In this paper, we first extend the recent Masked Auto-Encoder (MAE) model
from a single modality to audio-visual multi-modalities. Subsequently, we
propose the Contrastive Audio-Visual Masked Auto-Encoder (CAV-MAE) by combining
contrastive learning and masked data modeling, two major self-supervised
learning frameworks, to learn a joint and coordinated audio-visual
representation. Our experiments show that the contrastive audio-visual
correspondence learning objective not only enables the model to perform
audio-visual retrieval tasks, but also helps the model learn a better joint
representation.

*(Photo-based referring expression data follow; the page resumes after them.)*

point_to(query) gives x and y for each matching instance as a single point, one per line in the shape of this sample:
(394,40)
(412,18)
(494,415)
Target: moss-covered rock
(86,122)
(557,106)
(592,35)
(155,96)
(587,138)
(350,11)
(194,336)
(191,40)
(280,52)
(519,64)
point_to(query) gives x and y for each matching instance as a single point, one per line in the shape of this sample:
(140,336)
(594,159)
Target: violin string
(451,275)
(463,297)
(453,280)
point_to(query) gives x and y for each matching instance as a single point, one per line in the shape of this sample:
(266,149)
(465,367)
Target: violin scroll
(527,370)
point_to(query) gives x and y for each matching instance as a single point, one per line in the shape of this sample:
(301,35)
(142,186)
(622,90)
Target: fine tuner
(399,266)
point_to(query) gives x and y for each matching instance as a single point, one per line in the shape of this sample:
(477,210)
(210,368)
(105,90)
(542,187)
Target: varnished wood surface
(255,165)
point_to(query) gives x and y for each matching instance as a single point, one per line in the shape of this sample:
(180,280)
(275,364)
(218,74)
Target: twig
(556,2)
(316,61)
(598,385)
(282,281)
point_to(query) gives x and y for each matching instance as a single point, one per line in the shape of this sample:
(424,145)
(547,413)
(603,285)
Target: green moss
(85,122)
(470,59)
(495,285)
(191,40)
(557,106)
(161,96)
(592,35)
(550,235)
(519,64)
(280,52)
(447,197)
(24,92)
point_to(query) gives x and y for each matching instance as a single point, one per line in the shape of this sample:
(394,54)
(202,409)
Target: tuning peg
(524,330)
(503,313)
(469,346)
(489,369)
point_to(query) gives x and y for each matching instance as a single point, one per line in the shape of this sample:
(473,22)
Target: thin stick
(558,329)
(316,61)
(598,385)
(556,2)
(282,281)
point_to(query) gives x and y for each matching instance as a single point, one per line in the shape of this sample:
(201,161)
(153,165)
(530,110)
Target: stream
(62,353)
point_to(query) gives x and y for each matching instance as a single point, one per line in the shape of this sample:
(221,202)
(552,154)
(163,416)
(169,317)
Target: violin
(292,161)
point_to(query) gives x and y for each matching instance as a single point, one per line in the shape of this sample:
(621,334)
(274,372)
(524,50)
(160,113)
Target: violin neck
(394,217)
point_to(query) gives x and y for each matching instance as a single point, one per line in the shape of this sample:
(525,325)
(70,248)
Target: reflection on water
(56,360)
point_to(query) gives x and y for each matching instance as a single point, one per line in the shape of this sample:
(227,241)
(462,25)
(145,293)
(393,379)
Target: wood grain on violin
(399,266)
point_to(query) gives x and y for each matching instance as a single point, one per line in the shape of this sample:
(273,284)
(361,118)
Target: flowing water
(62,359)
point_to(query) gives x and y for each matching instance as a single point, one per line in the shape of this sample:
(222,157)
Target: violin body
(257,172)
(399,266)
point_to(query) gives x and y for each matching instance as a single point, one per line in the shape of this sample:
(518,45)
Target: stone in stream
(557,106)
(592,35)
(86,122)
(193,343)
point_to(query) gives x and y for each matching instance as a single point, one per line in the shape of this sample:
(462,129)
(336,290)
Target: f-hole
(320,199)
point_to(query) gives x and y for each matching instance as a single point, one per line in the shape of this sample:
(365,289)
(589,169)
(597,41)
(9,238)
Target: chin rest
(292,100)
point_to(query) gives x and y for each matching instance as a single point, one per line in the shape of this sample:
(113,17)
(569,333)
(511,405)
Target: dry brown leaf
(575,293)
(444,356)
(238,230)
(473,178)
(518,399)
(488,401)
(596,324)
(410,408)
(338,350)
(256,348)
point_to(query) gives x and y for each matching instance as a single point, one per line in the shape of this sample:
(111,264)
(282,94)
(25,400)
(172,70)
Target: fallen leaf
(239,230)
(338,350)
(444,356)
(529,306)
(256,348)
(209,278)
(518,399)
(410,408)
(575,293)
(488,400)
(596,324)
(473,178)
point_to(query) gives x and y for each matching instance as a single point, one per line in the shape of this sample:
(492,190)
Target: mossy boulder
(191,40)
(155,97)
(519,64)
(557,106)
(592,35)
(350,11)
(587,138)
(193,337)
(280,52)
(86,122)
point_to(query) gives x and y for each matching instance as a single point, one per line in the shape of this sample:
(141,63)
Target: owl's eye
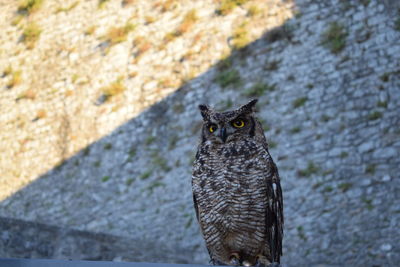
(239,123)
(212,128)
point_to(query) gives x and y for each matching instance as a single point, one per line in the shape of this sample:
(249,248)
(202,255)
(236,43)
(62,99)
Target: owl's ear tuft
(205,111)
(249,107)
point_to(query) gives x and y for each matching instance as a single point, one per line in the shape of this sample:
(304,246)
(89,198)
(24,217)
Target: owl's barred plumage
(236,189)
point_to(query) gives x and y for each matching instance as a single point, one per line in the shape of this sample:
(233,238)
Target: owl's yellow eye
(238,123)
(212,128)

As a result, our fully self-supervised pretrained CAV-MAE
achieves a new SOTA accuracy of 65.9% on VGGSound, and is comparable with the
previous best supervised pretrained model on AudioSet in the audio-visual event
classification task. Code and pretrained models are at
this https URL

本文提出了 CAV-MAE 模型，它将 Masked Auto-Encoder (MAE) 模型从单模态扩展到音频 - 视觉多模态，并结合自监督学习框架中的对比学习和蒙版数据建模两种方法，学习联合和协调的音频 - 视觉表示，并在 VGGSound 数据集中取得了新的 SOTA 准确性，达到了 65.9%。